Thompson's strategy no secret

Count on Packers general manager Ted Thompson to take the best player available at any position in each round of this weekend's NFL draft, says Packer Report's Matt Tevsh

Every NFL general manager deals with dilemmas when it comes to the NFL Draft, but one in particular may have the most profound effect on the future of a team.

"Do I take the best player available or do I help our team at a position of need?" each GM may ask.

To answer that question can be a major tug-of-war for some, and rarely does a player come along that so nicely fills an answer to both questions at the same time.

The Packers' Ted Thompson is one of a few GM's in the league that shuns any debate to such a dilemma. There are no internal mind games or last-second changes with his philosophy. Every year, he remains steadfastly the same. Take the best player available.

"I think a draft is a long-term investment for the organization," said Thompson at a Monday press conference addressing the media about this weekend's draft. "It's not that you don't go into the draft with blinders on and realize that you'd like to have another of this and another of this. I just think the draft is a long-term investment, especially the early-round picks, and I think if you take a lesser player... in your own mind, if you know player A is a better player and you wind up taking player B because he happens to play a different position, I think that's a mistake."

It is a mistake because no one can predict the future. What an NFL roster looks like today may be vastly different in two years, or at the beginning of this regular season, or even in training camp. There are injuries, contract disputes, and talented players who just fall of the face of the map. For those reasons and others, taking value over need is the only way to go.

The Packers have been built the past three years under Thompson through the draft. That they have gone from the edge of falling off a cliff at 4-12 in 2005, to 8-8 in 2006, and then 14-4 in 2007 speaks volume for building through the draft the Thompson way. Expectations for 2008 are for another NFC North division championship for the Packers, even without Brett Favre, and the Packers have yet to make their first draft pick.

Thompson's foresight to take quarterback Aaron Rodgers with the No. 24 overall pick in the 2005 Draft was unpopular at the time because the Packers still had Favre, a more-than capable veteran. Favre wound up playing three more years, but now, with Rodgers ready to take the helm this coming season, there seems to be less doubt than before that he can get the job done.
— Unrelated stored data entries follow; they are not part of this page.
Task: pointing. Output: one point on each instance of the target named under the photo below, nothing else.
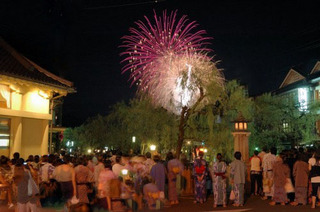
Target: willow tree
(168, 60)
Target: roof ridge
(31, 66)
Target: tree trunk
(181, 131)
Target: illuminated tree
(169, 62)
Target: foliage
(278, 122)
(138, 118)
(213, 123)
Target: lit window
(302, 98)
(5, 96)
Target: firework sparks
(164, 59)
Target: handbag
(289, 186)
(232, 195)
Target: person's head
(156, 158)
(317, 155)
(16, 155)
(44, 158)
(18, 171)
(237, 155)
(66, 159)
(273, 150)
(283, 157)
(81, 161)
(301, 150)
(170, 156)
(264, 148)
(36, 158)
(108, 164)
(148, 155)
(30, 158)
(219, 156)
(118, 158)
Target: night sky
(256, 41)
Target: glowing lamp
(43, 94)
(240, 123)
(153, 147)
(124, 172)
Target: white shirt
(312, 162)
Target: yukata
(83, 177)
(301, 174)
(267, 166)
(148, 165)
(105, 178)
(281, 172)
(151, 195)
(219, 183)
(175, 167)
(200, 171)
(238, 172)
(158, 173)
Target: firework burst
(163, 57)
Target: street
(186, 205)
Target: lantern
(240, 123)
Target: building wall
(29, 116)
(34, 139)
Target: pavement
(186, 204)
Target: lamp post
(153, 147)
(241, 136)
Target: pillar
(241, 144)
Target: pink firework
(152, 43)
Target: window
(5, 96)
(4, 133)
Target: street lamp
(240, 123)
(153, 147)
(241, 136)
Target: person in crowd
(174, 168)
(105, 178)
(90, 163)
(83, 177)
(48, 187)
(117, 167)
(255, 174)
(263, 152)
(151, 193)
(158, 173)
(6, 179)
(281, 174)
(314, 166)
(148, 162)
(219, 182)
(301, 174)
(65, 175)
(46, 170)
(200, 172)
(98, 167)
(238, 171)
(26, 200)
(267, 164)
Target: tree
(279, 122)
(213, 123)
(168, 61)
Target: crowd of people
(115, 181)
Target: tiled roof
(15, 65)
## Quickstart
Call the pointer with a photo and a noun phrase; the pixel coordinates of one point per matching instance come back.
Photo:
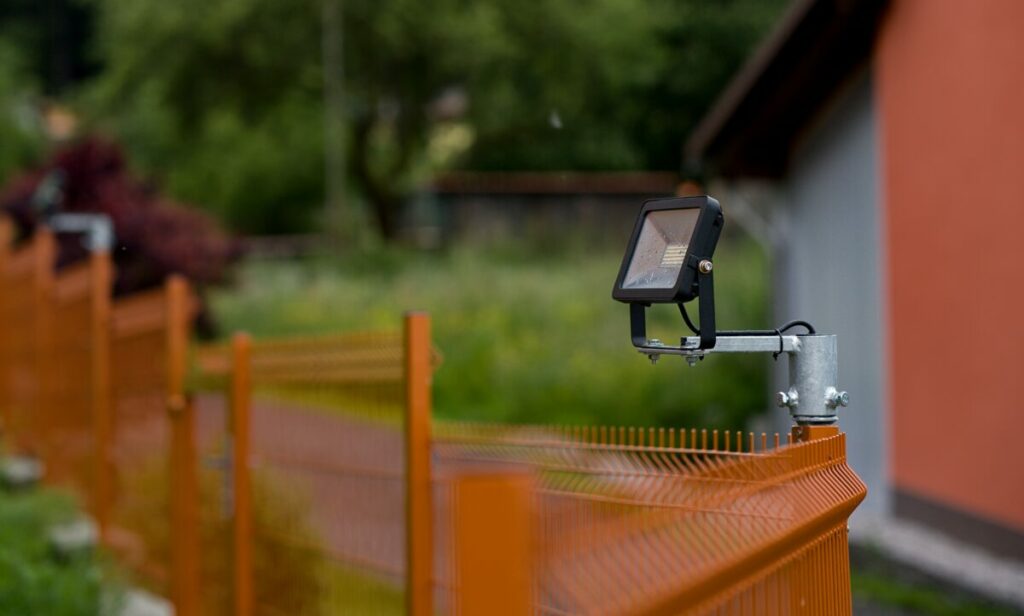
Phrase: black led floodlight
(669, 261)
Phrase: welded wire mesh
(327, 474)
(657, 521)
(139, 507)
(216, 497)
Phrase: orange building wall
(949, 79)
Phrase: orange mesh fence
(27, 278)
(147, 340)
(629, 521)
(302, 476)
(326, 471)
(215, 440)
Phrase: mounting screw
(836, 398)
(786, 399)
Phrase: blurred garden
(295, 161)
(275, 118)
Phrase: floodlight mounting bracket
(813, 397)
(706, 308)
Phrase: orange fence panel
(663, 522)
(148, 342)
(27, 279)
(75, 394)
(326, 467)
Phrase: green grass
(32, 580)
(349, 591)
(524, 338)
(918, 599)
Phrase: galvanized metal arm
(96, 228)
(813, 397)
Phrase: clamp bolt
(787, 399)
(835, 398)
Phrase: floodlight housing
(669, 261)
(671, 238)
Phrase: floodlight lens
(660, 250)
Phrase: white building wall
(830, 268)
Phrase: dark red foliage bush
(155, 236)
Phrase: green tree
(20, 133)
(224, 99)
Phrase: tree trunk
(386, 203)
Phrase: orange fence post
(184, 474)
(241, 402)
(419, 525)
(6, 247)
(494, 543)
(101, 283)
(44, 263)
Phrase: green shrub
(32, 581)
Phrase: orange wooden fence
(306, 475)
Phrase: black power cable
(778, 332)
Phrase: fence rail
(306, 476)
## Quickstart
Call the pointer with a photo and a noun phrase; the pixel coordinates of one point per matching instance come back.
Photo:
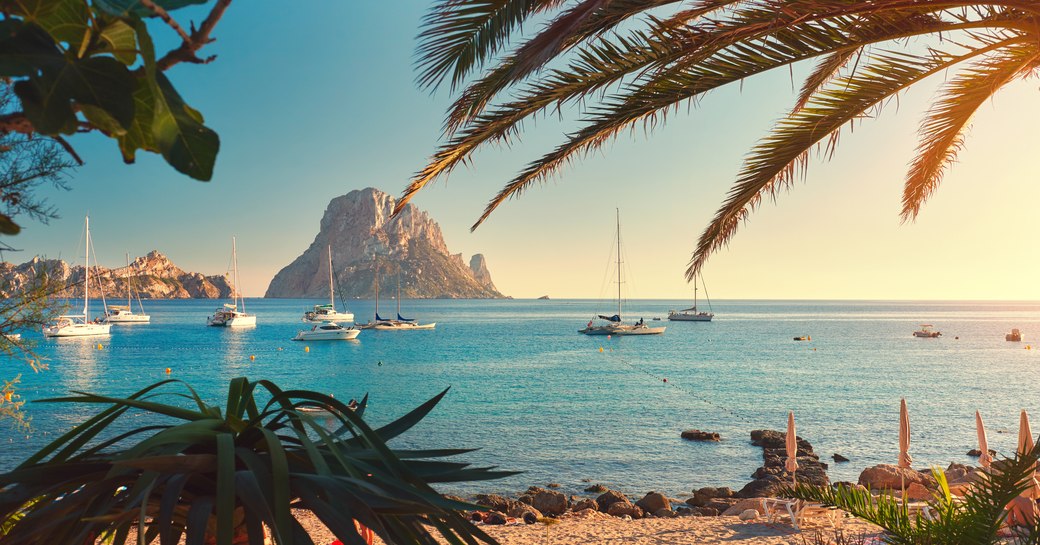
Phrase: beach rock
(611, 497)
(360, 225)
(586, 503)
(887, 476)
(665, 514)
(744, 504)
(654, 501)
(550, 502)
(494, 517)
(620, 509)
(697, 435)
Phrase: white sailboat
(401, 323)
(329, 312)
(121, 314)
(613, 325)
(80, 325)
(229, 315)
(692, 314)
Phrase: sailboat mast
(234, 263)
(618, 210)
(332, 297)
(86, 270)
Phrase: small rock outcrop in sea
(697, 435)
(365, 241)
(153, 276)
(773, 475)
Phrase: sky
(313, 102)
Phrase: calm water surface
(539, 397)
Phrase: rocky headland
(153, 276)
(369, 248)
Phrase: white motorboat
(124, 314)
(692, 314)
(401, 323)
(229, 315)
(80, 325)
(328, 331)
(927, 332)
(329, 312)
(614, 325)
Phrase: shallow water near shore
(538, 397)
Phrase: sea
(535, 396)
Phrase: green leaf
(184, 141)
(128, 7)
(96, 81)
(120, 40)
Should Rodgers flop, he will always be known as a bad draft pick. While that is certainly an understandable assessment, it may not be totally accurate. Really, his selection would represent more an error in talent judgment than making a bad pick. The merits of how the Packers analyze talent can always come into question, but their philosophy more often than not wins out. The same can be said for other teams who choose value first, too.

Though Thompson emphasized the best available with early-round picks in his above comments, he has also found some late-round value. Kicker Mason Crosby (sixth round in 2007) and defensive tackle Johnny Jolly (sixth round in 2006) were selected at positions the Packers were strong at, yet they were still targeted. Both were starters a year ago and figure to be this season.

Do not be surprised if Thompson pulls the trigger on a defensive lineman, wide receiver, or even quarterback with a high pick this weekend. If such a player at that position is special in the eyes of the Packers, he will be the pick everyone's talking about – like Justin Harrell a year ago.

"It might not be the best available player in everyone's eyes, but we'll try to stick to that (taking the best player available)," said Thompson. "We always think that's the best way to go. But oftentimes, it works itself out. The bad thing is we're picking at (No.) 30 (in the first round). The good thing is we're picking at 30. That way, 29 other teams have to make some decision for us, and that makes our decision easier."